JERUSALEM-the 50 sites you may overlook

In a historic and religious city like Jerusalem there is so much to see no matter how much you tour. When time is a limiting factor, even the most efficient tour guides have to compromise while deciding what to incorporate in the itinerary. Although it depends on the interest of the individual visitor as well, there is still a huge must-see-list in Jerusalem that cannot be avoided. At every stop so much information is thrown on a visitor that sometimes s/he tends to forget the details after leaving the place.

I remember when I first visited the Church of Holy Sepulcher, it appeared to me more like a small museum than a church. I was virtually clueless inside a dark and dull overcrowded massive complex of more than 25 chapels with several curious artifacts and antiques scattered under some dusky arches and dingy columns. It took me at least three visits with a proper map in hand to understand the Church complex. A normal visitor for instance would be satisfied with Golgotha, the ‘Stone of Unction’ and the ‘Holy Sepulcher’, but the oldest part of the complex, viz. the first century tombs inside the Syrian Orthodox Chapel could be easily missed.

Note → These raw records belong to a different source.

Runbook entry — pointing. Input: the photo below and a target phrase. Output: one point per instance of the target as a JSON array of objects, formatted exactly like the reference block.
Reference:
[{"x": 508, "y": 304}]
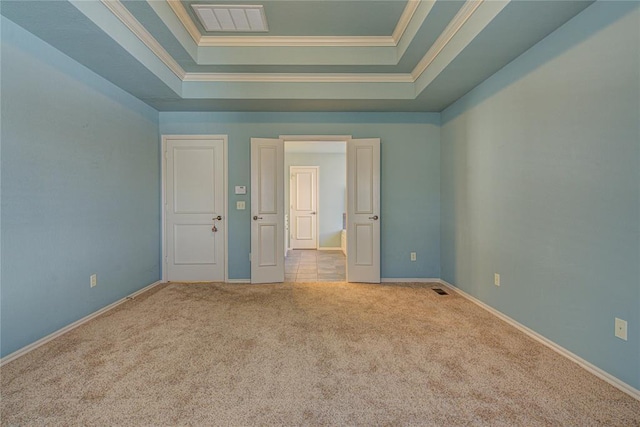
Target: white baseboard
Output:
[
  {"x": 26, "y": 349},
  {"x": 617, "y": 383}
]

In the upcoming posts I plan to upload 50 such sites from Jerusalem that I believe can be easily overlooked or go unnoticed by an average visitor. I am incorporating the following sites from my previous visits, again with no specific order of importance. I am sure that a serious traveler who loves history, traditions and the Bible has noticed or been to most of them.

Monday, August 31, 2009

Mitzpeh Yair (Yair Lookout)-1999, Ramat Rachel-Jerusalem.

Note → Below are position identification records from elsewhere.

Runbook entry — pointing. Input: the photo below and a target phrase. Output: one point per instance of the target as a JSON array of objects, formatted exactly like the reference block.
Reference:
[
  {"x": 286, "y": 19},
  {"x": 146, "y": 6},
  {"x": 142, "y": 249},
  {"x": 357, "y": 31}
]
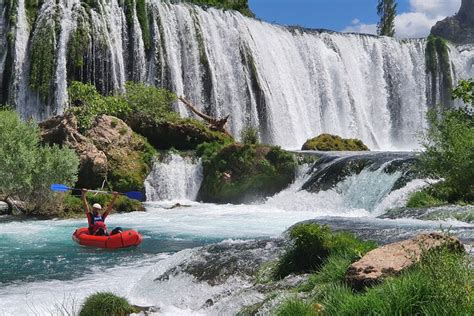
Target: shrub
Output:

The official site of Ramat Rachel gives the following details about MitzpehYair: "An observation deck, constructed around a perfectly formed scrub oak tree, serves as a major attraction for visitors to the site. The observation point was designed by local artist Ron Morin and consists of hand-made boulders embedded with plaques providing a description and history of the surrounding area. The observation deck provides a panoramic view of the golden Dome of the Rock in the Old City, Mount Scopus and most of Jerusalem and Bethlehem and the Church of the Nativity . Stairs lead down from the deck to an ancient stone quarry where construction material for the buildings in the adjacent archeological site was mined. Mitzpeh Yair is a living memorial for Yair Engel, a third generation member of Ramat Rachel and grandson of two of its founders. Yair died in a diving accident in 1996 during his military service".